Thanks for your question.
While most debts are dischargeable in bankruptcy, not all debts are. Student loans, child support, and some debts where the debtor (person declaring bankruptcy) acted in bad faith are non-dischargeable in Chapter 7 bankruptcies.
If this associate were to declare bankruptcy, you would have a strong argument that he acted in bad faith, meaning that he engaged in a fraudulent manner. The bankruptcy court could refuse to grant him a discharge -- without a discharge, his creditors (including you) can continue to collect against the amounts he owes you.
Additionally, if he tries to transfer assets to his wife/relatives within 2 years of declaring bankruptcy, then the bankruptcy trustee can sue his to recover these transfers. Any proceeds recovered from the trustee's lawsuits would go to fulfill the debts owed to unsecured creditors.

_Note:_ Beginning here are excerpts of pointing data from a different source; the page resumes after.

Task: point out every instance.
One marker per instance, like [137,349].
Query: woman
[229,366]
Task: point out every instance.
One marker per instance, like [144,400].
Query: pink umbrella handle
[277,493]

In bankruptcy, a debtor's IRA/401k is generally exempt from collection actions. However, if the associate transferred funds into a retirement account just prior to filing for bankruptcy, then the bankruptcy trustee may be about to re-collect that money.
Outside of bankruptcy, you can place a lien on any property he owns, garnish his bank accounts, or his wages from an employer. These are the three main ways to collect on a court judgment.
In short, outside of bankruptcy, there are several ways to collect on a judgment. However, if the associate declares bankruptcy, he won't get very far because you have a strong bad faith argument. Nevertheless, dealing with the bankruptcy could may prove time-consuming and expensive for you. If you can settle this issue with the associate soon, it might be your best course of action.